If just RV770's clusters are shrunk to 84%, then naively there's room for 19% more of them :p 960 ALUs :D

I'm doubtful a refresh would make any real changes to the MCs, RBEs, L2s, so they would shrink too. In that case that leaves room for the clusters to grow by 36% while retaining a die size of 256mm2.

If, historically, a 256-bit GPU could be as small as ~190mm2, it seems that at about 256mm2 ATI is paying quite a high price for the combination of GDDR5 and CrossFireX Sideport.

Is this the approximate minimum size for all RVx70 GPUs for a few years to come? If so, isn't this GPU going to get progressively more and more expensive with each new node (presuming that each new node has worse yields per mm2)?

Jawed
 
My thoughts ...

SP & TMUs:
RV670 -> 4 SIMD cores, each with 16 SPUs (4D+1 = 80 ALUs) and 4 TMUs -> 320 ALUs + 16 TMUs
RV770 -> 10 SIMD cores, each with 16 SPUs (4D+1 = 80 ALUs) and 4 TMUs -> 800 ALUs + 40 TMUs (+6 SIMD cores vs RV670)
RV870 -> 16 SIMD cores, each with 16 SPUs (4D+1 = 80 ALUs) and 4 TMUs -> 1280 ALUs + 64 TMUs (+6 SIMD cores vs RV770)

ROPs, MC & BUS:
RV670 -> 4 RBEs, each with 4 ROPs x 2z/clk (16 ROPs), 4 MC -> 256-bit bus (72GB/s, 512MB/1GB GDDR4 @ 4.0GHz)
RV770 -> 4 RBEs, each with 4 ROPs x 4z/clk (16 ROPs), 4 MC -> 256-bit bus (115GB/s, 512MB/1GB/2GB GDDR5 @ 3.6GHz)
RV870 -> 4 RBEs, each with 4 ROPs x 4z/clk (16 ROPs), 4 MC -> 256-bit bus (128GB/s, 512MB/1GB/2GB GDDR5 @ 4.0GHz)
RV870 -> 6 RBEs, each with 4 ROPs x 4z/clk (24 ROPs), 6 MC -> 384-bit bus (192GB/s, 768MB/1.5GB GDDR5 @ 4.0GHz)

SIZE:
RV670 -> 192mm²
RV770 -> 260mm²
RV870 -> ~260mm² (~280mm²)
 
So, about 16% smaller going from 55nm to 40nm?

So a "<=20% bigger" refresh of RV770 seems pretty likely then.

If just RV770's clusters are shrunk to 84%, then naively there's room for 19% more of them :p 960 ALUs :D

I'm doubtful a refresh would make any real changes to the MCs, RBEs, L2s, so they would shrink too. In that case that leaves room for the clusters to grow by 36% while retaining a die size of 256mm2.

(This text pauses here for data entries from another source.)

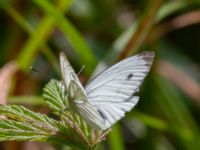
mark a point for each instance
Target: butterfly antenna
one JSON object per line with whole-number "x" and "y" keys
{"x": 33, "y": 69}
{"x": 80, "y": 70}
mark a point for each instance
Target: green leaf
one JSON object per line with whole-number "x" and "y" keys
{"x": 22, "y": 114}
{"x": 14, "y": 130}
{"x": 54, "y": 95}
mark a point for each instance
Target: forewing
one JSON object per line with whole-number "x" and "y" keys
{"x": 112, "y": 91}
{"x": 80, "y": 105}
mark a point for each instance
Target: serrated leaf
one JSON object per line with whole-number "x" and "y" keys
{"x": 87, "y": 134}
{"x": 54, "y": 95}
{"x": 14, "y": 130}
{"x": 22, "y": 114}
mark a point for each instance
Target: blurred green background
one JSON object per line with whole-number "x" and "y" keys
{"x": 97, "y": 34}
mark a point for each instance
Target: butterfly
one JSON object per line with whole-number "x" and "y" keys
{"x": 109, "y": 95}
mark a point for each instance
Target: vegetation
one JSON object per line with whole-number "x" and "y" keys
{"x": 97, "y": 34}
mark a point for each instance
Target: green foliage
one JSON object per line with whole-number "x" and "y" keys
{"x": 167, "y": 113}
{"x": 25, "y": 125}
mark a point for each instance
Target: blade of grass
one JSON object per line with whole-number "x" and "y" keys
{"x": 30, "y": 30}
{"x": 72, "y": 34}
{"x": 39, "y": 37}
{"x": 143, "y": 29}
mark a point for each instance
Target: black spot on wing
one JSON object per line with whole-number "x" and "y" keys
{"x": 129, "y": 76}
{"x": 102, "y": 114}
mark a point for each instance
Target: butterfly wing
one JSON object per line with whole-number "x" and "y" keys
{"x": 111, "y": 92}
{"x": 76, "y": 95}
{"x": 80, "y": 104}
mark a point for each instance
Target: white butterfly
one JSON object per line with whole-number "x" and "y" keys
{"x": 109, "y": 95}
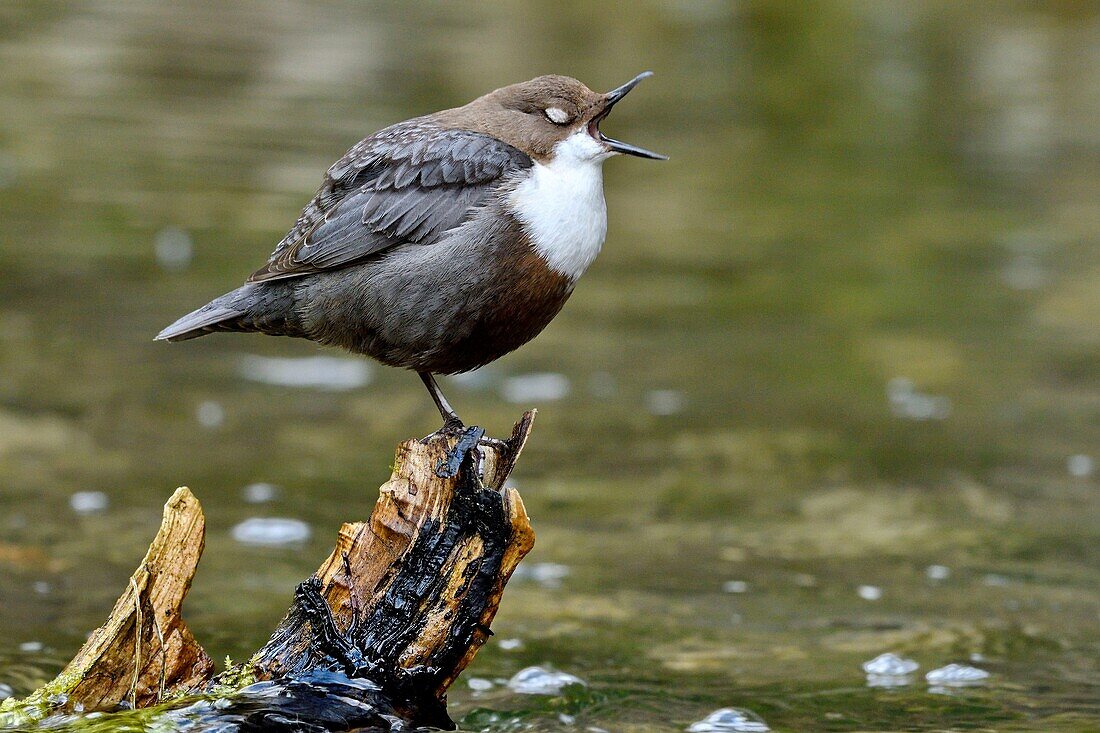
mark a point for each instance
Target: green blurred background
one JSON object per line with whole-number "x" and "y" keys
{"x": 849, "y": 331}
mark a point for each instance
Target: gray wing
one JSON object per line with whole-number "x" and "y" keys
{"x": 406, "y": 184}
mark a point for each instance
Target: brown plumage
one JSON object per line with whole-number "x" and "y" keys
{"x": 442, "y": 242}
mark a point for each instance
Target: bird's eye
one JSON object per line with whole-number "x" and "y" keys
{"x": 557, "y": 115}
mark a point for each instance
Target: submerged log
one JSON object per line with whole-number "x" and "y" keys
{"x": 403, "y": 602}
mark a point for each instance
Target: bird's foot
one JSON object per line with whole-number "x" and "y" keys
{"x": 452, "y": 426}
{"x": 466, "y": 444}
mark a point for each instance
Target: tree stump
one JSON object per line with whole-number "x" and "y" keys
{"x": 395, "y": 613}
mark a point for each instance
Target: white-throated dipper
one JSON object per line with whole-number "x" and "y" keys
{"x": 442, "y": 242}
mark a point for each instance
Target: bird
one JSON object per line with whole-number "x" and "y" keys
{"x": 441, "y": 243}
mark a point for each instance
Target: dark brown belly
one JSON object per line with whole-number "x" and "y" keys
{"x": 443, "y": 308}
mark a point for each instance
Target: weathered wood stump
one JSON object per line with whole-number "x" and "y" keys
{"x": 403, "y": 603}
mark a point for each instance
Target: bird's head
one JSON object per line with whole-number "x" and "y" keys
{"x": 552, "y": 115}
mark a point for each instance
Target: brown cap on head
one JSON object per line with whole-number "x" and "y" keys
{"x": 536, "y": 116}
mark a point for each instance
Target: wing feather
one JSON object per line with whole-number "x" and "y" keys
{"x": 407, "y": 184}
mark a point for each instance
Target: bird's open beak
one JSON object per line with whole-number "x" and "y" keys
{"x": 609, "y": 100}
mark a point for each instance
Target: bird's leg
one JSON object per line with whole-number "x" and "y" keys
{"x": 451, "y": 422}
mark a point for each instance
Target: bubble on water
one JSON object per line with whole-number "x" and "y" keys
{"x": 480, "y": 684}
{"x": 729, "y": 720}
{"x": 271, "y": 532}
{"x": 1080, "y": 466}
{"x": 548, "y": 575}
{"x": 888, "y": 681}
{"x": 664, "y": 402}
{"x": 540, "y": 680}
{"x": 537, "y": 386}
{"x": 937, "y": 572}
{"x": 890, "y": 665}
{"x": 174, "y": 249}
{"x": 909, "y": 403}
{"x": 869, "y": 592}
{"x": 260, "y": 492}
{"x": 957, "y": 676}
{"x": 89, "y": 502}
{"x": 210, "y": 414}
{"x": 326, "y": 373}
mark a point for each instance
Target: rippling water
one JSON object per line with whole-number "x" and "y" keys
{"x": 846, "y": 335}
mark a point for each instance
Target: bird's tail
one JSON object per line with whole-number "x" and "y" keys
{"x": 265, "y": 307}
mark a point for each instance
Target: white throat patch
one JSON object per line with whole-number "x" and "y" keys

If, historically, a 256-bit GPU could be as small as ~190mm2, it seems that at about 256mm2 ATI is paying quite a high price for the combination of GDDR5 and CrossFireX Sideport.

Is this the approximate minimum size for all RVx70 GPUs for a few years to come? If so, isn't this GPU going to get progressively more and more expensive with each new node (presuming that each new node has worse yields per mm2)?

Jawed

Couldn't they combine faster GDDR 5 with a 128 bit bus? Isn't GDDR 5 expected to scale far beyond the speed the 4870 current comes with?

Regards,
SB
 
GDDR5 is expected to scale to 7GHz. So, when it does a 128-bit bus will give almost the same bandwidth as HD4870 currently has.

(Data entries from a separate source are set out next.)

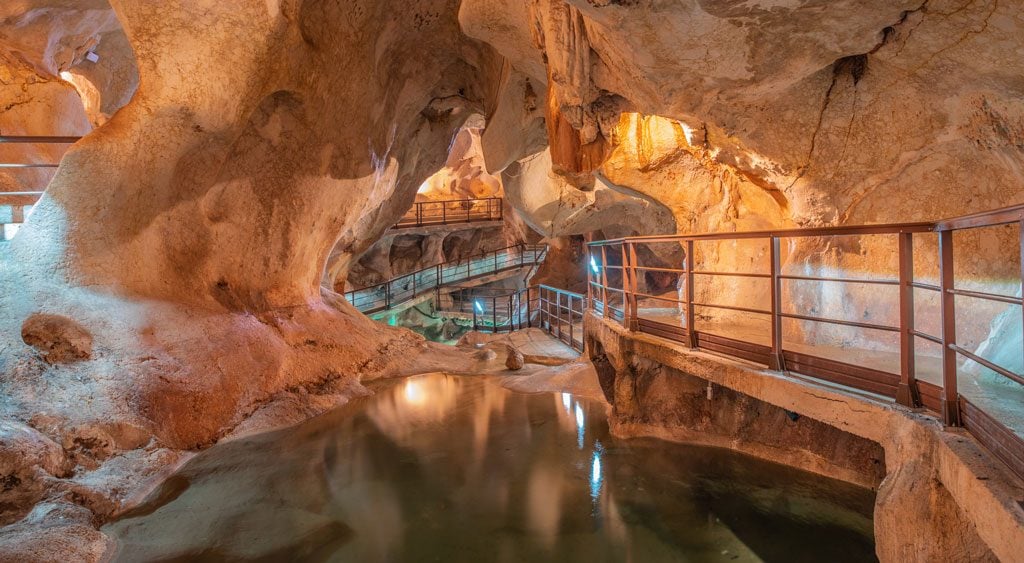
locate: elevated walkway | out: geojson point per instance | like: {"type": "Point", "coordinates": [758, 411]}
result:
{"type": "Point", "coordinates": [430, 283]}
{"type": "Point", "coordinates": [963, 385]}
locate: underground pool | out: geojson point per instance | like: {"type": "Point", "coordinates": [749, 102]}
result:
{"type": "Point", "coordinates": [443, 468]}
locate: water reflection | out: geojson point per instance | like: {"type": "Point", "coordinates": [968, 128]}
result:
{"type": "Point", "coordinates": [459, 469]}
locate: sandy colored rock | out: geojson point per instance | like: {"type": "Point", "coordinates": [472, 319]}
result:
{"type": "Point", "coordinates": [54, 531]}
{"type": "Point", "coordinates": [28, 459]}
{"type": "Point", "coordinates": [58, 339]}
{"type": "Point", "coordinates": [514, 359]}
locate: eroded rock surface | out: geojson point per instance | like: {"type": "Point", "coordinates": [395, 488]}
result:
{"type": "Point", "coordinates": [57, 338]}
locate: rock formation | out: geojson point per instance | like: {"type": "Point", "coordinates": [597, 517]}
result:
{"type": "Point", "coordinates": [170, 278]}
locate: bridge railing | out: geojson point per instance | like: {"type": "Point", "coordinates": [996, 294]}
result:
{"type": "Point", "coordinates": [629, 284]}
{"type": "Point", "coordinates": [452, 211]}
{"type": "Point", "coordinates": [556, 311]}
{"type": "Point", "coordinates": [15, 206]}
{"type": "Point", "coordinates": [402, 289]}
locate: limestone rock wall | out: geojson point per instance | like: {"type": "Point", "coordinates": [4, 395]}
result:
{"type": "Point", "coordinates": [794, 115]}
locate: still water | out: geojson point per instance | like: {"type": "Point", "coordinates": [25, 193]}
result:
{"type": "Point", "coordinates": [441, 468]}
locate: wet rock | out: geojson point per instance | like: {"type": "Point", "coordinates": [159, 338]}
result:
{"type": "Point", "coordinates": [515, 359]}
{"type": "Point", "coordinates": [473, 338]}
{"type": "Point", "coordinates": [57, 338]}
{"type": "Point", "coordinates": [449, 329]}
{"type": "Point", "coordinates": [485, 354]}
{"type": "Point", "coordinates": [27, 458]}
{"type": "Point", "coordinates": [53, 531]}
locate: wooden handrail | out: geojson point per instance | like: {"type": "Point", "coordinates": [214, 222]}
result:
{"type": "Point", "coordinates": [436, 273]}
{"type": "Point", "coordinates": [473, 210]}
{"type": "Point", "coordinates": [39, 139]}
{"type": "Point", "coordinates": [903, 387]}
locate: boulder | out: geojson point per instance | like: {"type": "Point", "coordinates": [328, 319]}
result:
{"type": "Point", "coordinates": [58, 339]}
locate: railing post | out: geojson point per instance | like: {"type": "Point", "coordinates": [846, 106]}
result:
{"type": "Point", "coordinates": [950, 402]}
{"type": "Point", "coordinates": [634, 289]}
{"type": "Point", "coordinates": [590, 275]}
{"type": "Point", "coordinates": [691, 330]}
{"type": "Point", "coordinates": [775, 254]}
{"type": "Point", "coordinates": [627, 309]}
{"type": "Point", "coordinates": [906, 392]}
{"type": "Point", "coordinates": [529, 319]}
{"type": "Point", "coordinates": [604, 279]}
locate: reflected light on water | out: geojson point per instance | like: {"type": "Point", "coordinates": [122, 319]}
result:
{"type": "Point", "coordinates": [595, 473]}
{"type": "Point", "coordinates": [414, 393]}
{"type": "Point", "coordinates": [580, 425]}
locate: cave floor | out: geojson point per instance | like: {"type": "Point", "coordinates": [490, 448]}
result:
{"type": "Point", "coordinates": [1001, 398]}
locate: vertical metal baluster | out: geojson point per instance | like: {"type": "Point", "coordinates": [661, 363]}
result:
{"type": "Point", "coordinates": [950, 396]}
{"type": "Point", "coordinates": [604, 280]}
{"type": "Point", "coordinates": [691, 330]}
{"type": "Point", "coordinates": [906, 393]}
{"type": "Point", "coordinates": [775, 254]}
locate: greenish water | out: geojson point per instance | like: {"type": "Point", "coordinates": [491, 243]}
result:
{"type": "Point", "coordinates": [441, 468]}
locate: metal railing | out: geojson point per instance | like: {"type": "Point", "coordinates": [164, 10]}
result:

Of course it's still arguable how much bandwidth HD4870 requires - since it seems it's difficult to find games where it's significantly bandwidth limited (or, if you prefer, to find review sites testing at bandwidth-busting settings). But it appears there may be some complex latency-related factors at play and that GDDR5 clocks for HD4870 have been chosen for latency more than bandwidth. Dunno.

Jawed
 
Funny thing is, that was posted at a time when ATI was expected (by me at least) to continue increasing ALU:TEX. RV770 seems to mark the start of a new era, where this ratio holds at 4:1. So it's looking pretty unlikely there'll be 2000 ALU lanes on a single ATI GPU any time soon. Kinda looks like we'll have to wait for 32nm...

Jawed

Hold on now, one generation of products isn't enough to pronounce a trend shift. I don't believe so, anyway. ATi has long held to the notion that compute power should increase with successive generations relative to texture filtering/sampling abilities. Why change now?

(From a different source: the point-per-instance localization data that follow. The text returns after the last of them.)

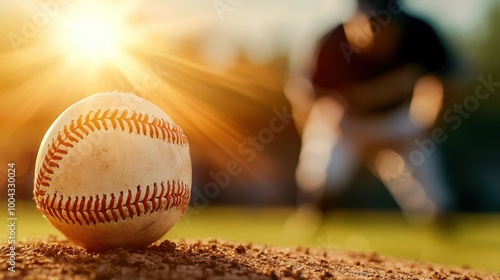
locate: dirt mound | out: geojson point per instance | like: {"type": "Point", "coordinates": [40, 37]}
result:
{"type": "Point", "coordinates": [215, 259]}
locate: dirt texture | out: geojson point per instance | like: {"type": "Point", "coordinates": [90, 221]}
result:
{"type": "Point", "coordinates": [215, 259]}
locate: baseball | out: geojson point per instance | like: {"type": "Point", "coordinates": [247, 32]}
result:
{"type": "Point", "coordinates": [113, 170]}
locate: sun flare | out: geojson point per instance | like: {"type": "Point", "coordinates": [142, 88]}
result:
{"type": "Point", "coordinates": [92, 36]}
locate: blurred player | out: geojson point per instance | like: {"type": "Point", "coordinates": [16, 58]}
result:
{"type": "Point", "coordinates": [371, 94]}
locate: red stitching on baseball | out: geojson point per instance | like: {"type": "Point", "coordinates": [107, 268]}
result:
{"type": "Point", "coordinates": [93, 121]}
{"type": "Point", "coordinates": [173, 195]}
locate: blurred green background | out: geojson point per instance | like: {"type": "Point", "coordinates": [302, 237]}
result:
{"type": "Point", "coordinates": [218, 70]}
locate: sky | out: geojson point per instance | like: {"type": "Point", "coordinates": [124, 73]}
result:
{"type": "Point", "coordinates": [263, 28]}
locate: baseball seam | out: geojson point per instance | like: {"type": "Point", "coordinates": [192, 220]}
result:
{"type": "Point", "coordinates": [108, 208]}
{"type": "Point", "coordinates": [104, 120]}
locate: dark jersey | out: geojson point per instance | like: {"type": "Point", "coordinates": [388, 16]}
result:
{"type": "Point", "coordinates": [339, 65]}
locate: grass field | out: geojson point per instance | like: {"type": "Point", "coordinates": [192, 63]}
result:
{"type": "Point", "coordinates": [473, 240]}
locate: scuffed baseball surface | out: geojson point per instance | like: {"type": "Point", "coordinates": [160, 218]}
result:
{"type": "Point", "coordinates": [217, 259]}
{"type": "Point", "coordinates": [113, 170]}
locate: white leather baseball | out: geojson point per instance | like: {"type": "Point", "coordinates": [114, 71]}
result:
{"type": "Point", "coordinates": [113, 170]}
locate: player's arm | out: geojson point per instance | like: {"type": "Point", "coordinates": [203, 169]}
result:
{"type": "Point", "coordinates": [395, 86]}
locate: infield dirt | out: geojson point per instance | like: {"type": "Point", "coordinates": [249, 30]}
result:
{"type": "Point", "coordinates": [216, 259]}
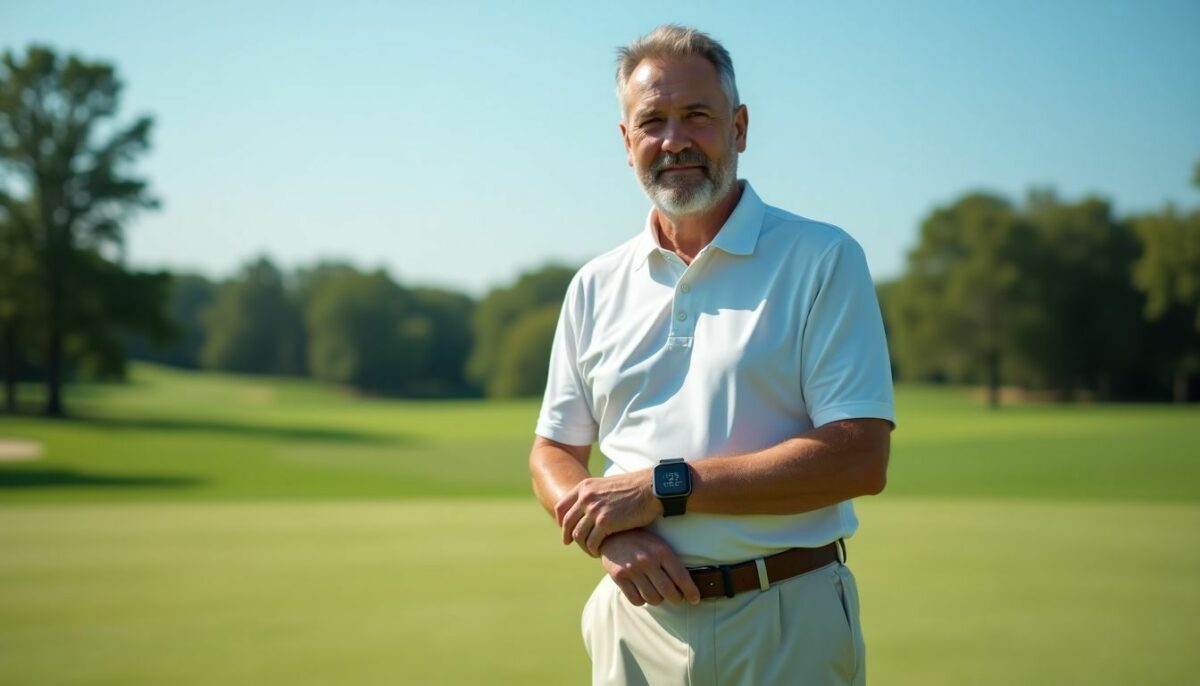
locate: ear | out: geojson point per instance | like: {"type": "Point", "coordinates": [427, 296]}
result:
{"type": "Point", "coordinates": [741, 125]}
{"type": "Point", "coordinates": [629, 146]}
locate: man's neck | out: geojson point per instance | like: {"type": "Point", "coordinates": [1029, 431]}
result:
{"type": "Point", "coordinates": [688, 234]}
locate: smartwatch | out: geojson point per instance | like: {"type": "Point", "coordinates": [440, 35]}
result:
{"type": "Point", "coordinates": [672, 486]}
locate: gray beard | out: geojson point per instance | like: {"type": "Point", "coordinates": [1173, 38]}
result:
{"type": "Point", "coordinates": [688, 197]}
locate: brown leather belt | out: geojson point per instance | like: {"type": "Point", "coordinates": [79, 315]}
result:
{"type": "Point", "coordinates": [731, 579]}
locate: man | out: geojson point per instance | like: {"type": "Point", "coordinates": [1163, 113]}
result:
{"type": "Point", "coordinates": [731, 362]}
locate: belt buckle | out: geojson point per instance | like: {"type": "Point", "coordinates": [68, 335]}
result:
{"type": "Point", "coordinates": [726, 576]}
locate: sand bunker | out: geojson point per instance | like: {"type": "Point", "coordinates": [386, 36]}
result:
{"type": "Point", "coordinates": [15, 449]}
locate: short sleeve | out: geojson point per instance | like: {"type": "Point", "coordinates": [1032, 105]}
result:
{"type": "Point", "coordinates": [846, 372]}
{"type": "Point", "coordinates": [565, 413]}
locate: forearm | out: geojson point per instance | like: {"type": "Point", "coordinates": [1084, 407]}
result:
{"type": "Point", "coordinates": [556, 469]}
{"type": "Point", "coordinates": [823, 467]}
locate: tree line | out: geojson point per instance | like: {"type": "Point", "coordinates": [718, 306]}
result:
{"type": "Point", "coordinates": [1045, 294]}
{"type": "Point", "coordinates": [1050, 295]}
{"type": "Point", "coordinates": [336, 323]}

I believe R7xx is a "correction" to the mistake that was R6xx and it's horrible lack of texturing/z-fill/and AA sample rates. I'm sure you'd agree with me on this. Now that these mistakes have been corrected, there's no need to do so again. Thus, ATi can return to their preferred design philosophy with the R8xx generation of products if they are in a position to do so (and with the shrink to 40nm I can see no reason why they wouldn't).